Avez-vous un exemple d’expérience à partager ?

« Nous avons eu l’occasion de présenter un cas clinique qui a permis de repenser la singularité de l’accompagnement que nous avions proposé à un jeune souffrant de troubles sévères du comportement. Il nous a semblé indispensable de souligner qu’il faut garder en tête que le trouble du comportement, aussi sévère soit-il, doit être pris en compte comme étant l’expression d’une souffrance et non comme un symptôme ou un diagnostic à traiter ». 

Parcours Santé : Quels sont, pour vous, les enjeux de la formation des professionnels ?
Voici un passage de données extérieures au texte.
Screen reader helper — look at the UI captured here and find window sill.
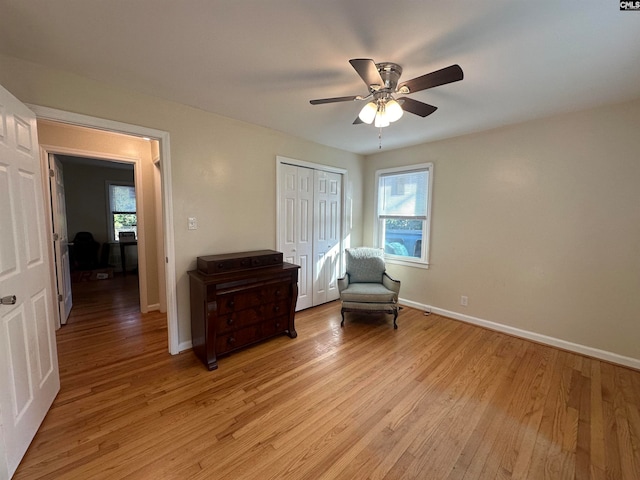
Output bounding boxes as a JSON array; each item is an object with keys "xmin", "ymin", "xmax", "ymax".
[{"xmin": 384, "ymin": 255, "xmax": 429, "ymax": 269}]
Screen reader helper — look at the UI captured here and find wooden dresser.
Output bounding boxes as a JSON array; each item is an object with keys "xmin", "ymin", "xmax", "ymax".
[{"xmin": 188, "ymin": 250, "xmax": 300, "ymax": 370}]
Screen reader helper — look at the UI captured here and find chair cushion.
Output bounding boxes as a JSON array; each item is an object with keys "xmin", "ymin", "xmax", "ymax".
[
  {"xmin": 340, "ymin": 283, "xmax": 396, "ymax": 303},
  {"xmin": 345, "ymin": 247, "xmax": 385, "ymax": 283}
]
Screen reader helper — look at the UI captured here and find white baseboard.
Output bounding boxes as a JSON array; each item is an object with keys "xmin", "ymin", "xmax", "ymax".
[
  {"xmin": 399, "ymin": 298, "xmax": 640, "ymax": 370},
  {"xmin": 178, "ymin": 340, "xmax": 193, "ymax": 353}
]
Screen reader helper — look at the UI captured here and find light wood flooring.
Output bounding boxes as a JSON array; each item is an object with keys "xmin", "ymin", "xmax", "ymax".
[{"xmin": 15, "ymin": 276, "xmax": 640, "ymax": 480}]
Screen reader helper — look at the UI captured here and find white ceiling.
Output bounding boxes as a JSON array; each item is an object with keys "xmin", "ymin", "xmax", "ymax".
[{"xmin": 0, "ymin": 0, "xmax": 640, "ymax": 154}]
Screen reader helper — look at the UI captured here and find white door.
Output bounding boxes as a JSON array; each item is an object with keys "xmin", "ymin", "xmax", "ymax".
[
  {"xmin": 0, "ymin": 87, "xmax": 60, "ymax": 476},
  {"xmin": 313, "ymin": 170, "xmax": 342, "ymax": 305},
  {"xmin": 49, "ymin": 153, "xmax": 73, "ymax": 325},
  {"xmin": 278, "ymin": 164, "xmax": 313, "ymax": 310}
]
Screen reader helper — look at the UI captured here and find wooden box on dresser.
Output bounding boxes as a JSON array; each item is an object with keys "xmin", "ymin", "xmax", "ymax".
[{"xmin": 188, "ymin": 250, "xmax": 300, "ymax": 370}]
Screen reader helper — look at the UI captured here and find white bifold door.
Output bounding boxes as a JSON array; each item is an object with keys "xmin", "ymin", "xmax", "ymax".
[{"xmin": 278, "ymin": 164, "xmax": 342, "ymax": 310}]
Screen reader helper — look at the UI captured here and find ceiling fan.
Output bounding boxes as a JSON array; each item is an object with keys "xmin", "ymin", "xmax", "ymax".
[{"xmin": 310, "ymin": 58, "xmax": 464, "ymax": 128}]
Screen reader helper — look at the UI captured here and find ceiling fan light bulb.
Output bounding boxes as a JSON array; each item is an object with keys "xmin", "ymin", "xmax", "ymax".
[
  {"xmin": 358, "ymin": 102, "xmax": 378, "ymax": 124},
  {"xmin": 385, "ymin": 100, "xmax": 404, "ymax": 122},
  {"xmin": 375, "ymin": 110, "xmax": 389, "ymax": 128}
]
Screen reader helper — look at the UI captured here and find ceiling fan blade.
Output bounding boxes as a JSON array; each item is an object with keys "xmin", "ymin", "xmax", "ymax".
[
  {"xmin": 349, "ymin": 58, "xmax": 384, "ymax": 90},
  {"xmin": 309, "ymin": 95, "xmax": 362, "ymax": 105},
  {"xmin": 397, "ymin": 65, "xmax": 464, "ymax": 94},
  {"xmin": 398, "ymin": 98, "xmax": 438, "ymax": 117}
]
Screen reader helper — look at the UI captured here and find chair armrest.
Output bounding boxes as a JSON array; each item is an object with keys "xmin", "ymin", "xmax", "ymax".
[
  {"xmin": 382, "ymin": 272, "xmax": 400, "ymax": 302},
  {"xmin": 338, "ymin": 274, "xmax": 349, "ymax": 292}
]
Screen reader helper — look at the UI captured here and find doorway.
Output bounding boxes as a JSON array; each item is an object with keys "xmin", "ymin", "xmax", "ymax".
[
  {"xmin": 52, "ymin": 156, "xmax": 142, "ymax": 324},
  {"xmin": 29, "ymin": 109, "xmax": 180, "ymax": 354}
]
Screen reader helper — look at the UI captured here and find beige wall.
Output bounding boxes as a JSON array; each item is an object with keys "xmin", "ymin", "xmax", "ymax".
[
  {"xmin": 37, "ymin": 119, "xmax": 161, "ymax": 311},
  {"xmin": 364, "ymin": 101, "xmax": 640, "ymax": 359},
  {"xmin": 0, "ymin": 55, "xmax": 362, "ymax": 342}
]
Ani AZARYAN : « Les enjeux se situent, à mon sens, autour des besoins des personnes que l’on accueille, dont nous avons la responsabilité en termes de travail thérapeutique, éducatif, soignant. Comprendre les conflits internes que le sujet peut traverser, mais également le rôle de l’environnement dans le comportement de ce même sujet, permet d’ajuster les réponses et la posture que nous prenons face au public que nous accompagnons. Comment aider les jeunes à gérer leurs conflits de loyauté, comment, dans l’institution, ne pas tomber dans le même fonctionnement familial du jeune, comment l’aider à trouver des ressources à l’intérieur de lui et dans son environnement pour s’en sortir dans la vie, comment ne pas le diminuer à un trouble/trouble du comportement/crise… Comment voir le jeune autrement que par la porte d'entrée qu'est son trouble ? Les formations permettent de répondre à ces questions, entre autres ».

 

Que vous paraît-il le plus important dans une formation ?
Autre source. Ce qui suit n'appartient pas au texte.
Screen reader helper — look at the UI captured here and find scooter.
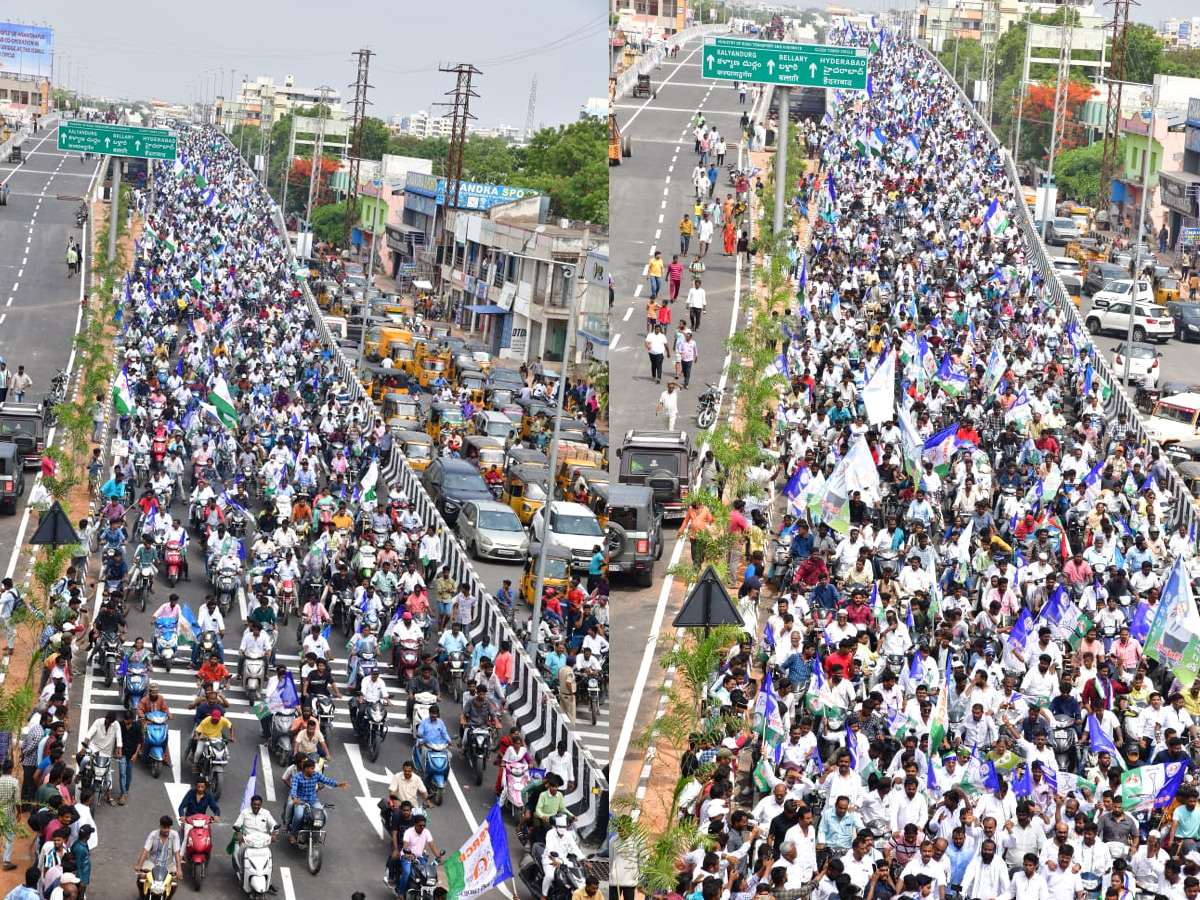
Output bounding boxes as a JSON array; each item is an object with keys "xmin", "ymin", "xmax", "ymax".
[
  {"xmin": 241, "ymin": 649, "xmax": 266, "ymax": 715},
  {"xmin": 122, "ymin": 662, "xmax": 150, "ymax": 709},
  {"xmin": 182, "ymin": 815, "xmax": 212, "ymax": 890},
  {"xmin": 142, "ymin": 713, "xmax": 168, "ymax": 778},
  {"xmin": 233, "ymin": 832, "xmax": 275, "ymax": 900},
  {"xmin": 196, "ymin": 738, "xmax": 229, "ymax": 800},
  {"xmin": 500, "ymin": 761, "xmax": 529, "ymax": 822},
  {"xmin": 271, "ymin": 707, "xmax": 299, "ymax": 766},
  {"xmin": 162, "ymin": 544, "xmax": 184, "ymax": 587},
  {"xmin": 96, "ymin": 631, "xmax": 121, "ymax": 688},
  {"xmin": 154, "ymin": 616, "xmax": 179, "ymax": 672},
  {"xmin": 139, "ymin": 864, "xmax": 175, "ymax": 900}
]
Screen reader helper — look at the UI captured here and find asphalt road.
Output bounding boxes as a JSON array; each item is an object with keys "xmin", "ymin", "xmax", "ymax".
[
  {"xmin": 608, "ymin": 35, "xmax": 749, "ymax": 793},
  {"xmin": 0, "ymin": 128, "xmax": 98, "ymax": 574}
]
« Ce qui est important, il me semble, est d’entendre les difficultés des équipes face à des situations qui ne sont pas faciles à gérer au quotidien. C’est de parvenir à instaurer un climat de confiance pour des échanges entre eux, de pouvoir les amener à voir la situation de côté, tout en l’ayant vécu : autrement dit, faire un pas de côté, prendre du recul, savoir sur quoi ou sur qui s’appuyer pour sortir d’un blocage (théorie, auteurs, collègues, réunions cliniques, direction, etc). C’est aussi de leur permettre d’avoir de « l’air frais », de penser leurs actions, d’y mettre du sens. Il est important de mettre du sens sur ce que nous faisons au travail ».

 

Quelles étaient vos attentes par rapport aux participants ?

« Il s’agit de faire évoluer les pensées des participants, les faire réfléchir autour des situations vécues en institution, pouvoir les mettre en mots, si c’est possible, et se rendre compte des mouvements qui les traversent dans la relation éducative ou thérapeutique. J’essaye de leur apprendre à prendre soin d’eux-mêmes aussi ».

 

Un exemple d’expérience à partager ?

« J’utilise souvent le jeu de rôle. Je propose aux professionnels de jouer une scène qui les a mis en difficulté. A chaque fois qu’ils expérimentent de prendre la place du jeune ou de la famille ou de leurs collègues, ils se rendent compte de la complexité des mouvements qui peuvent traverser le jeune pendant une crise, et de quoi ils auraient besoin pour en sortir. C’est difficile de faire ce travail dans les conditions quotidiennes, où l’on est pris dans la relation et c’est compliqué de s’en décaler. Ils retournent sur le terrain généralement avec un autre regard sur la situation ».